# shipping personal effects from Canada



## sammylou (Oct 29, 2012)

My husband and I have recently relocated but I am back in Canada [Toronto] in order to pack up house and ship over excess personal belongings. We have sold most of our furniture and basic household goods so we won't have a container to fill up but I will have several boxes of stuff left to send including stock ups on non-perishables and toiletry items I know we cannot get in Dubai. It certainly won't all fit into my luggage!

I'm wondering what the most economical way of shipping them is? I tried Canada Post international and they quoted $120 CAD to ship a box that was 12" x 18" x 9" and 20 lbs.

This seems high to me especially for the slowest 4-6 week service but what do I know?

Wondering what other Canucks have done to send the small stuff over. Thanks!


----------



## Jynxgirl (Nov 27, 2009)

Send in an extra suitcase/box if possible with the airline you are traveling with. Also check with the airlines about sending cargo if you have more then they will allow you to go over.


----------



## CDN2012 (Jun 15, 2011)

Hi, we just got the excess luggage from Emirates air when we can from Toronto. It was the best option as it was on our flight and we took it straight home with us. Your boxes can be up to 50lbs(23kg) and I think you each person can bring up to 3 extra back apart from the 2 that are included with your ticket.
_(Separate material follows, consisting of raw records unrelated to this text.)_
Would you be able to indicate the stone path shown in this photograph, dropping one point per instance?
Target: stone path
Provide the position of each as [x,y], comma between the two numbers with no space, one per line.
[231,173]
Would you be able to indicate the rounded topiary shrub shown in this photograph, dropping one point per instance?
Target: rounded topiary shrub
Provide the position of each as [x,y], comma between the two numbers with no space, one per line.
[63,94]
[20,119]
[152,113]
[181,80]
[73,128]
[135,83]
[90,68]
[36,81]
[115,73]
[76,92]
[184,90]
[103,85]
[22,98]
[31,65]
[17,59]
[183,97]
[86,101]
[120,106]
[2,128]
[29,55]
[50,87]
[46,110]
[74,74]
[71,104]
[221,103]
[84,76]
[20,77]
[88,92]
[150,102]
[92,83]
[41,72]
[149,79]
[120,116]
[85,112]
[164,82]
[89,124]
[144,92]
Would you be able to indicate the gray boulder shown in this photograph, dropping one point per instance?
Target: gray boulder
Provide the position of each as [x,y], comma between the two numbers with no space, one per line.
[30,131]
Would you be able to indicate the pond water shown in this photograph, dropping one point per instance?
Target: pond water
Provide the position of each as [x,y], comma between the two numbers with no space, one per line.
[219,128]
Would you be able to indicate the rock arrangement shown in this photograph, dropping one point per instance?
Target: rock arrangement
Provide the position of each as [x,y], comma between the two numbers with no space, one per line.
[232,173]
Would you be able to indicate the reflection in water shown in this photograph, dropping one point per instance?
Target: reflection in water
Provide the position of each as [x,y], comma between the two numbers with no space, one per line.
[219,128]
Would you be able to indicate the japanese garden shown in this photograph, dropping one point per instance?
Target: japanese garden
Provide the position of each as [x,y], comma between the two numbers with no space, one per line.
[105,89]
It's $140 each if you buy them online. I'm in Toronto right now and will be doing the same thing when I come back to the UAE.


----------



## Canuck_Sens (Nov 16, 2010)

Which airline are you flying with? Check the policies of your airline and see if you can get a deal even If it is 150 or 200cad do with the Airline.


----------



## sammylou (Oct 29, 2012)

i am flying emirates which is helpful since they at least give you the 2 checked bags allowance [ahem...air canada - are you listening?].

it sounds like when it comes to the small stuff and excess personal effects that taking it on the airline, even for a fee, is the fastest, safest and most economical alternative. knowing that we may very likely be back for a visit as early as april also leads me to think that i may strategically leave certain things to bring back on the next trip when i can come with an empty suitcase. 

thanks guys! this was super helpful and saved me a bunch of time fretting over hours of internet research on shipping [i'm such a nerd].


----------



## Canuck_Sens (Nov 16, 2010)

Are you going back in April ? So are we. Our tickets are In hands. Where are you guys Heading back? We will be touring Ottawa, Montreal and Toronto during our stay and if you happen to be around we can always have a good Timmies or Starbucks and b!ch about how hot the whole UAE is lol..

I cannot wait to go back really!!! Just hope the snow is all gone by then but thanks to our certainly most predictable winter ...who knows??!!


----------